Nouveauté cette année, vous proposez de longues séries sur certains spectacles.
En effet, huit dates pour La saga de Molière, de la compagnie Les estivants, une très belle équipe de la région : Johana Giacardi s’empare du texte de Boulgakov, tout en établissant un parallèle entre une jeune compagnie contemporaine et un Molière qiu rencontrait des difficultés en tournée sur les tréteaux, avant d’être connu. Huit dates sont aussi prévues pour De bonnes raisons, un spectacle de cirque par la compagnie La Volte qui aborde le rapport au risque, la nécessaire confiance qu’il induit, ce qui advient lors de la chute éventuelle… Cette programmation est intégrée au parcours des Olympiades culturelles.

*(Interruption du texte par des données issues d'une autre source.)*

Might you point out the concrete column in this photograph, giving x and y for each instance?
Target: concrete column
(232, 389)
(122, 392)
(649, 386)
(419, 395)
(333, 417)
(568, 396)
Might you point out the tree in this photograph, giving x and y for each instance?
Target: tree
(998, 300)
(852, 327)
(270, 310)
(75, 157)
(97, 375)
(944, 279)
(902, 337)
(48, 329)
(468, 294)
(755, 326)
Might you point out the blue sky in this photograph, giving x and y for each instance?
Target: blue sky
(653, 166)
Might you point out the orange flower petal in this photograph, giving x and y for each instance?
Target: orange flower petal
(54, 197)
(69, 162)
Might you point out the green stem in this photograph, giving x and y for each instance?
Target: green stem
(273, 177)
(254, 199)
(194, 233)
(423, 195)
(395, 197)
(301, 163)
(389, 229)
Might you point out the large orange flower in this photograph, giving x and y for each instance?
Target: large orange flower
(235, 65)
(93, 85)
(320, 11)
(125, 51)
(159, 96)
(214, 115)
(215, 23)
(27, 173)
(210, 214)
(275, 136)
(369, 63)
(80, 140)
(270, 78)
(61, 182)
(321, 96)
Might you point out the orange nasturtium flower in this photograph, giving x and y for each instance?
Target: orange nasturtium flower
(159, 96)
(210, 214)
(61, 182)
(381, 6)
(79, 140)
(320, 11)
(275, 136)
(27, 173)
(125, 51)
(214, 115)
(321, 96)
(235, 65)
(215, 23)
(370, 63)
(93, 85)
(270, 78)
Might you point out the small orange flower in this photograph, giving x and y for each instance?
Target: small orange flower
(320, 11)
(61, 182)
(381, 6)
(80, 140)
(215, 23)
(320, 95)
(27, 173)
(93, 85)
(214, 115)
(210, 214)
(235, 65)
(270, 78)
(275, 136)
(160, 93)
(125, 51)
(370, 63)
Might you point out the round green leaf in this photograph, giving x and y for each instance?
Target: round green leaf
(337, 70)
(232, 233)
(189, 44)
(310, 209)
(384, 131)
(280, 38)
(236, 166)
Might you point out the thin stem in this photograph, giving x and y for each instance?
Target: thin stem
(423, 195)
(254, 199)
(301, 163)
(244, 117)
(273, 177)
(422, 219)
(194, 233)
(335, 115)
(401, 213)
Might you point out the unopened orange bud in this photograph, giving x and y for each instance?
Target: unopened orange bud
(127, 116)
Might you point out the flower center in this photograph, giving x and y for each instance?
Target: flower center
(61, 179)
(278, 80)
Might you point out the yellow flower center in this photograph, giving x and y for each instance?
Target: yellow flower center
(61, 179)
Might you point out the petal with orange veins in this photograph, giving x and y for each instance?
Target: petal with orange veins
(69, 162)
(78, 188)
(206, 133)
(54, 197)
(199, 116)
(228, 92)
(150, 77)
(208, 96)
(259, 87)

Cette saison est aussi largement féminine !
Plus de la moitié des projets est en effet portée par des femmes. Certaines sont des fidèles, telle Maëlle Mays qui propose une nouvelle Leçon impertinente de Zou. Une autre révélation : Leïla Ka, qui fut danseuse chez Maguy Marin. Nous l’accueillons lors de deux soirées, la première autour d’un triptyque qui aborde la notion d’identité, ce qu’on est et qu’on doit être, la frustration de n’être que soi… La deuxième autour de Maldonne, sa nouvelle création. On y retrouve notamment Jane Fournier Dumet, une danseuse qui jouait dans le solo Bien parado de La Méandre. Au rayon théâtre, Estelle Savasta adapte L’endormi, un texte coup de poing de Sylvain Levey, étayé du flow de Marc Nammour, leader du groupe La canaille : de l’excellent rap à hauteur d’enfants, dès 9 ans. Vient ensuite L’affolement des biches, dans lequel Marie Levavasseur, que nous avons accueillie sur toutes ses précédentes créations, se frotte pour la première fois à du spectacle tout public. Avec la douceur et la finesse qu’on lui connaît, elle y aborde la mort, le deuil, la manière de se reconstruire après la disparition de ceux qu’on aime.
Ces autrices s’emparent aussi de violents sujets sociétaux.
Notamment avec Le jour où j’aimerais pour la première fois sans toi de la compagnie Vertiges, basée à Nice. Après un premier solo de danse aux accents autobiographiques, Alexandra Cismondi y raconte l’histoire d’une famille, qui commémore la mort d’une de ses sœurs advenue lors d’un massacre dans un lycée. Il s’agit d’un texte étonnant, qui prend place dans un futur proche plutôt dystopique. C’est très particulier, le langage n’est pas le même pour les générations, qui ont du mal à communiquer entre elles… Une petite bombe, les collégiens et lycéens adorent ! C’est aussi le cas avec Les femmes de barbe bleue, une relecture du conte de Perrault, dans laquelle les femmes assassinées prennent la parole pour évoquer les arcanes du désir féminin, le mécanisme à l’oeuvre dans les relations toxiques, la figure ambigüe du prédateur… Il s’agit de se libérer des modèles archaïques qui gouvernent nos inconscients, de chercher à reprendre le pouvoir sur ses désirs. Le tout est porté au plateau par une belle sororité entre les actrices qui s’entraident et s’écoutent.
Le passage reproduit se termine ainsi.